Opened 3 months ago

Last modified 7 days ago

#30219 needs_review enhancement

Add Tom's bandwidth file archive to CollecTor

Reported by: irl Owned by: metrics-team
Priority: Medium Milestone:
Component: Metrics/CollecTor Version:
Severity: Normal Keywords: tor-bwauth, tor-dirauth, metrics-roadmap-2019-q2
Cc: tom, teor, metrics-team, starlight@… Actual Points:
Parent ID: #21378 Points:
Reviewer: irl Sponsor:

Description

We should think about how best to do this, but once we've transitioned to fetching bandwidth files from the dir auths we can probably do a simple backfill of Tom's data.

Child Tickets

Change History (14)

comment:1 Changed 2 months ago by karsten

Hmm, I'm probably missing something obvious, but where would I find Tom's data?

comment:3 Changed 6 weeks ago by karsten

Okay, I finally got around to trying a local import with CollecTor. At least importing a small sample of these bandwidth files worked okay.

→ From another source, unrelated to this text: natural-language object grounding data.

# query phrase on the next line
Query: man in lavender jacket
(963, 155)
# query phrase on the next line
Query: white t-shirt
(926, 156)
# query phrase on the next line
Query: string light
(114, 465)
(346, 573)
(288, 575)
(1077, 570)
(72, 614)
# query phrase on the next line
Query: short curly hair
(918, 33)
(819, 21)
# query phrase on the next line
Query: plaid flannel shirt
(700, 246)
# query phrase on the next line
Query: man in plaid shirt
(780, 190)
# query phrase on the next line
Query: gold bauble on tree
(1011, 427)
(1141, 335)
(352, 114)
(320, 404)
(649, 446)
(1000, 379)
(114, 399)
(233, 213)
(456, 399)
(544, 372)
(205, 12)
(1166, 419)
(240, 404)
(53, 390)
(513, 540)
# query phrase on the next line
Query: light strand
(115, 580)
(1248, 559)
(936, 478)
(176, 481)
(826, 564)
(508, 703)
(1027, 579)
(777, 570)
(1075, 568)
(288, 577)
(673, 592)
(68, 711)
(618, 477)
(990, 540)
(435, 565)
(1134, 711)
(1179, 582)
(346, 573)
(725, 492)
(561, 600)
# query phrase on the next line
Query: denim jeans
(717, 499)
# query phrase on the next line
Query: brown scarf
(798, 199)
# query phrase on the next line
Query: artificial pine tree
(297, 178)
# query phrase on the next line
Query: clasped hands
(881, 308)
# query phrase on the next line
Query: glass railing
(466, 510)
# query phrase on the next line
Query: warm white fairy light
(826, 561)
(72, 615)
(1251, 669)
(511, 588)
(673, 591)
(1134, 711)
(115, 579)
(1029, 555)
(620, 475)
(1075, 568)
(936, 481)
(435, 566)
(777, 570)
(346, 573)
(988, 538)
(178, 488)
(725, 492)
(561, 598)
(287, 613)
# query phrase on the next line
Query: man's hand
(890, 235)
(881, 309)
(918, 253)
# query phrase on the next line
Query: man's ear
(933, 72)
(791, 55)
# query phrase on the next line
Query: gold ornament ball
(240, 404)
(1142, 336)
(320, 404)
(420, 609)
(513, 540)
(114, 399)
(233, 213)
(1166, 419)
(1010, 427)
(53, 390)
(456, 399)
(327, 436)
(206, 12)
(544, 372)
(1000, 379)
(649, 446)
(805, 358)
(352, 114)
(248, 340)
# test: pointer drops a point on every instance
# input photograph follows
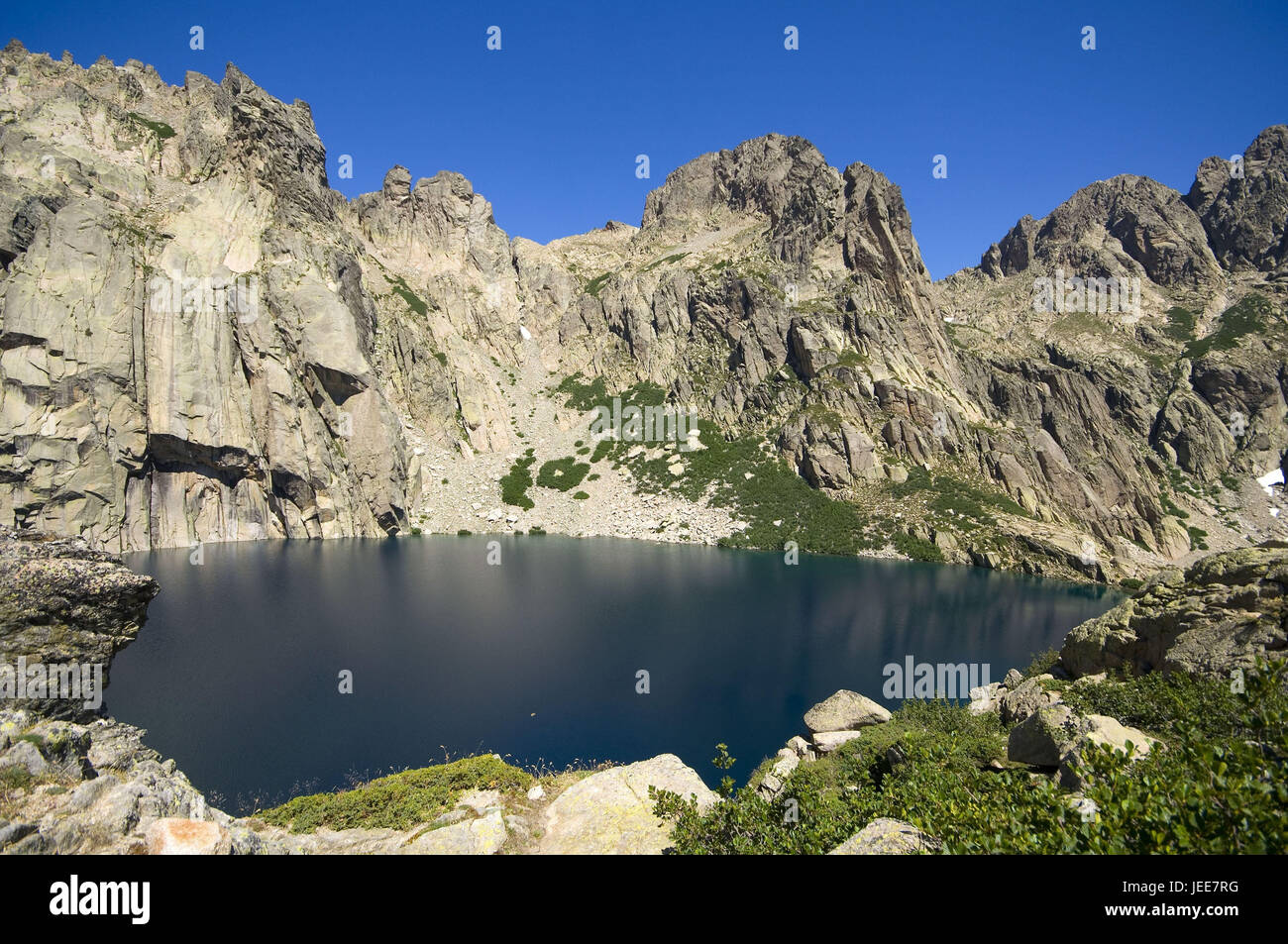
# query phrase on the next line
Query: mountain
(201, 342)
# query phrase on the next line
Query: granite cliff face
(200, 340)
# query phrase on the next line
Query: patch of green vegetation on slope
(1253, 314)
(516, 481)
(398, 801)
(159, 128)
(1216, 787)
(562, 474)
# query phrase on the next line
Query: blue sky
(549, 127)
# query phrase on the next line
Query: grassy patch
(159, 128)
(1249, 316)
(398, 801)
(1218, 787)
(595, 284)
(562, 474)
(516, 481)
(415, 303)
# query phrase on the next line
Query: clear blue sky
(549, 128)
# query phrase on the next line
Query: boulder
(1020, 702)
(1043, 737)
(845, 711)
(610, 811)
(1107, 732)
(482, 836)
(888, 837)
(172, 836)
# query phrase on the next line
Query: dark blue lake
(236, 673)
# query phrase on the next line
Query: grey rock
(845, 711)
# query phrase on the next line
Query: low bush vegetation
(1215, 785)
(398, 801)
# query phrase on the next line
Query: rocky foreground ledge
(72, 780)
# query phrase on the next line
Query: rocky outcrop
(1216, 617)
(65, 604)
(1122, 227)
(885, 836)
(845, 711)
(609, 813)
(1244, 210)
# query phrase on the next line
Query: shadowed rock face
(1126, 226)
(1219, 616)
(63, 601)
(784, 297)
(1245, 217)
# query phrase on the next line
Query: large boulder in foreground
(845, 711)
(62, 601)
(1216, 617)
(610, 811)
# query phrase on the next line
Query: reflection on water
(236, 674)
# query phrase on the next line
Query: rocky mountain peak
(784, 179)
(1125, 226)
(1244, 209)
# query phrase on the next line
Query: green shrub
(1215, 786)
(398, 801)
(562, 474)
(516, 481)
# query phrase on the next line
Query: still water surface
(236, 673)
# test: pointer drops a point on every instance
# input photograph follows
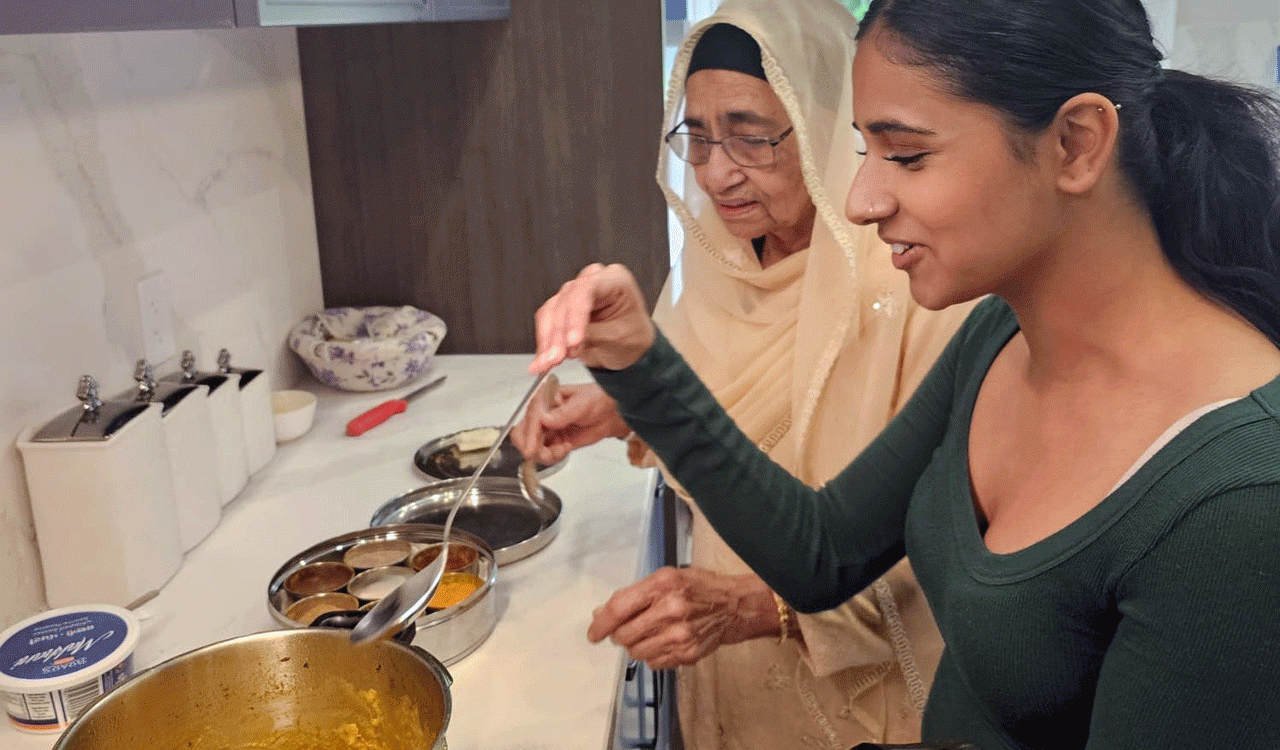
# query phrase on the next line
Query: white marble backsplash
(179, 152)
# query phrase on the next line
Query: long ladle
(530, 485)
(407, 600)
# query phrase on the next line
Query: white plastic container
(188, 431)
(103, 503)
(255, 397)
(54, 664)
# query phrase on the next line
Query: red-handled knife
(384, 411)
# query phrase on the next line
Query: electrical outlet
(155, 306)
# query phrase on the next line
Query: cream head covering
(766, 341)
(812, 357)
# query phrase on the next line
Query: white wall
(128, 154)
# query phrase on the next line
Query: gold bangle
(784, 618)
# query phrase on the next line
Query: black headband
(726, 47)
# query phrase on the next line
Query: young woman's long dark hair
(1202, 154)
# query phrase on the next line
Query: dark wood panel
(471, 168)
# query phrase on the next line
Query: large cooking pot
(298, 689)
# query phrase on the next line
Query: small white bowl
(368, 348)
(293, 411)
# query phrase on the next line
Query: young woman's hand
(598, 318)
(583, 415)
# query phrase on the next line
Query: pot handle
(432, 659)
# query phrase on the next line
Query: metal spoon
(529, 484)
(407, 600)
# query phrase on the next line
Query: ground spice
(455, 588)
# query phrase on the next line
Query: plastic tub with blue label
(56, 663)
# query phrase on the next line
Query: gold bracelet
(784, 618)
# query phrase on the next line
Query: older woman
(809, 338)
(1087, 481)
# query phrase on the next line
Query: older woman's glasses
(743, 150)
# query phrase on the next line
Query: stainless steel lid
(190, 375)
(168, 393)
(496, 511)
(224, 366)
(94, 420)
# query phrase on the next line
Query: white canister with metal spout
(228, 425)
(101, 498)
(255, 397)
(188, 434)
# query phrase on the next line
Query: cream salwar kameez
(810, 357)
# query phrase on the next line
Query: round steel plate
(496, 511)
(440, 458)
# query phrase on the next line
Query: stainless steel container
(224, 410)
(188, 435)
(257, 420)
(512, 525)
(448, 634)
(275, 687)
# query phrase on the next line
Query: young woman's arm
(816, 548)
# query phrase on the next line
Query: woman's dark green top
(1151, 622)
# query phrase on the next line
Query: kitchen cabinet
(63, 15)
(471, 168)
(72, 15)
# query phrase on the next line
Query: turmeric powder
(453, 589)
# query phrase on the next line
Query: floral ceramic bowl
(368, 348)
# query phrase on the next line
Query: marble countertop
(535, 684)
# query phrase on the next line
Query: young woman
(1088, 480)
(800, 327)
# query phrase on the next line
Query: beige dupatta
(810, 357)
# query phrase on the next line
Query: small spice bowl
(461, 558)
(376, 554)
(319, 577)
(447, 634)
(455, 589)
(374, 584)
(305, 611)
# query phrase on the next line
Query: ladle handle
(493, 449)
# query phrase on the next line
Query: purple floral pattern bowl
(368, 348)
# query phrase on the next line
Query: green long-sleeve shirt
(1151, 622)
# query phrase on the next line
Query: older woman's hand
(598, 318)
(677, 616)
(583, 415)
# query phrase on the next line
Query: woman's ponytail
(1216, 205)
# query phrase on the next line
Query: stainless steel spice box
(447, 634)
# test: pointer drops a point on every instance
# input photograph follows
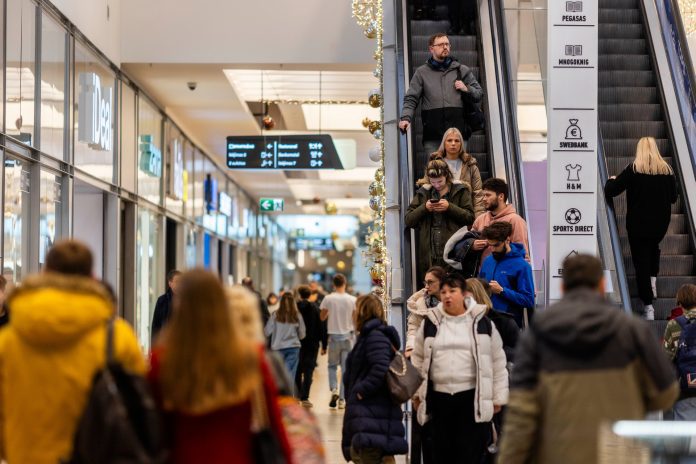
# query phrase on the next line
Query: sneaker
(334, 399)
(649, 313)
(653, 285)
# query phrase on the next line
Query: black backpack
(121, 422)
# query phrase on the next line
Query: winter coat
(470, 176)
(163, 311)
(373, 421)
(49, 354)
(648, 200)
(441, 104)
(459, 213)
(459, 253)
(582, 364)
(514, 274)
(489, 357)
(417, 310)
(508, 214)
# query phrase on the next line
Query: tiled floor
(330, 421)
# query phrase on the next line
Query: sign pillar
(572, 128)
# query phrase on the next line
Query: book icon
(574, 7)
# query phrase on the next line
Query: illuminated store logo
(95, 125)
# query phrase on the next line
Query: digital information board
(285, 152)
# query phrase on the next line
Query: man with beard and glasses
(495, 195)
(507, 272)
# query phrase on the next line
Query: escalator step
(675, 244)
(608, 62)
(626, 147)
(634, 129)
(623, 46)
(618, 4)
(467, 58)
(627, 94)
(428, 28)
(626, 79)
(621, 31)
(677, 225)
(630, 112)
(619, 16)
(675, 265)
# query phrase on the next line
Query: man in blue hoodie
(509, 275)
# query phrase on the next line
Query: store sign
(271, 204)
(150, 157)
(225, 202)
(176, 177)
(572, 121)
(95, 115)
(286, 152)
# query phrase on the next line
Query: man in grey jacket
(446, 90)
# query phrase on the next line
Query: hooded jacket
(508, 214)
(49, 354)
(514, 274)
(373, 420)
(489, 357)
(582, 364)
(442, 105)
(459, 213)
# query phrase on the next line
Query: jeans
(291, 356)
(339, 347)
(305, 371)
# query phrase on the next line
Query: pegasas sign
(95, 124)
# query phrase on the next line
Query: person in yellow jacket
(50, 352)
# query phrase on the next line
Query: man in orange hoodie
(495, 195)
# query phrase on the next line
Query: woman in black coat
(650, 190)
(372, 425)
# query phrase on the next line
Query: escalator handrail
(614, 240)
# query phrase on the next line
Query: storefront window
(16, 219)
(148, 272)
(20, 70)
(50, 214)
(95, 86)
(53, 51)
(149, 151)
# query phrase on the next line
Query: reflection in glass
(50, 213)
(147, 272)
(16, 222)
(94, 115)
(20, 69)
(53, 45)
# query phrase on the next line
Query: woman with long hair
(373, 431)
(206, 373)
(438, 209)
(462, 165)
(650, 190)
(286, 328)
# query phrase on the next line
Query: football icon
(573, 216)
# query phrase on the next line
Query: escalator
(466, 50)
(631, 106)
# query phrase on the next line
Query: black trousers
(305, 371)
(457, 438)
(645, 252)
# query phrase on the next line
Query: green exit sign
(271, 204)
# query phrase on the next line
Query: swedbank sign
(95, 113)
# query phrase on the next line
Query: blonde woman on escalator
(650, 190)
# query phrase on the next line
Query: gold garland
(368, 15)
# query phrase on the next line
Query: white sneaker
(649, 313)
(653, 285)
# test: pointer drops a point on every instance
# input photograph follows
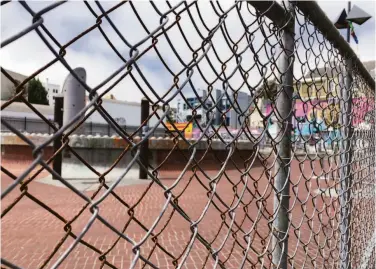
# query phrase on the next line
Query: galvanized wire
(326, 195)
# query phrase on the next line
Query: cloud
(176, 46)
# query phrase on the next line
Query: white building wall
(125, 113)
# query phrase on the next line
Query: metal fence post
(284, 110)
(144, 149)
(58, 119)
(345, 161)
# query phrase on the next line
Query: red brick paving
(30, 233)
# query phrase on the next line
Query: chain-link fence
(298, 192)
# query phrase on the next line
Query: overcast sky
(29, 53)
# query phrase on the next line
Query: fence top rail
(317, 16)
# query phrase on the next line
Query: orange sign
(187, 127)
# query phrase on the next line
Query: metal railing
(277, 208)
(30, 125)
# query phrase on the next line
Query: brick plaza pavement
(31, 234)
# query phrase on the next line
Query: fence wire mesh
(302, 194)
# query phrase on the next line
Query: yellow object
(187, 127)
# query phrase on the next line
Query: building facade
(52, 90)
(228, 111)
(7, 86)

However, I'm wondering if we need to make an enhancement before import these bandwidth files into CollecTor. Consider these subdirectories in Tom's tarball:

 24G	bastet
8.2G	faravahar
 22G	gabelmoo
 29G	maatuska
2.2G	maatuska-21697
1.9G	maatuska-fastly
616M	maatuska-nodns
 58M	maatuska-nofasthop
3.5G	maatuska-vanilla
 26G	moria1

As of now, when we import these files into CollecTor we're losing meta data like source and human-readable annotations like whether DNS was broken or which bandwidth file server was used. We could provide those annotations via some timeline (e.g., by saying when maatuska switched to Fastly), but there's no good way to retain source information in these files.

Note that we're facing the same issue with current bandwidth files. We just said that they'll be referenced from votes which provides source information indirectly.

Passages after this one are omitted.